Finally, the scene-carriers are moments in which the song is the focal point of the scene, as the song is actually being listened to or played within the movie’s world. These are moments like “Bohemian Rhapsody” in Wayne’s World or “Tiny Dancer” in Almost Famous, where the characters are interacting with the song.

These moments are the ones in which a character becomes extremely relatable, where they are partaking in the enjoyment of something the viewer themselves enjoys in reality. Having a group of characters sing along to popular songs humanizes them in a very unique way. The viewer can’t help but join in by singing along, or at the very least by smiling as they grow more connected to the characters.

Not all moments of matching a song to a scene are successful though. Of course, when soundtrack curation is done right, we get iconic moments like those mentioned above, but when it’s done wrong, we get abominations like the “Smells Like Teen Spirit” scene in 2015’s Pan.

The film does a massive injustice to the classic song, working it into a cringeworthy pirate shanty, sung by a choir of children led by Hugh Jackman’s Hook. It’s a completely uncharacteristic use of the song that has no understanding of the characters in the movie or the song’s content.

One film that fully embraces and understands the importance of song placement within a film’s world and narrative is Marvel’s beloved space opera, Guardians of the Galaxy. When the film released in 2014, both the movie and its excellent soundtrack received heaps of praise.
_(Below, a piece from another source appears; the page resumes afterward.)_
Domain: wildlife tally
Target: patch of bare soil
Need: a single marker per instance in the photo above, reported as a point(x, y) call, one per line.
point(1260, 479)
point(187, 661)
The tracklist is comprised of a group of undeniably classic but never overplayed songs, from Blue Swede’s “Hooked on a Feeling” to Redbone’s “Come and Get Your Love.” Every single song was worked into a scene and every placement was magic. The best part is that the songs that viewers heard as they watched their lovable protagonist’s journey, were the songs he was listening to with them.

The movie’s official soundtrack titled Awesome Mix Vol. 1, the name of the mixtape Chris Pratt’s character uses in the film, was a massive success. It went on to be one of the ten highest-selling albums of its release year and a top three best-selling vinyl album of the 2010s. While the Marvel brand is strong, and the songs on their own are fantastic, it was the perfect marriage between the film and the songs used that created such an enormous impact on pop culture.

That perfect marriage between scene and song is what makes licenced soundtracks so special. While a traditional movie score can be a beautiful orchestral piece in its own right, there is something about a well-curated soundtrack that makes a movie more relatable. To be able to take two completely separate things and combine them to create something special is no easy feat, and it should be recognized as the art that it is.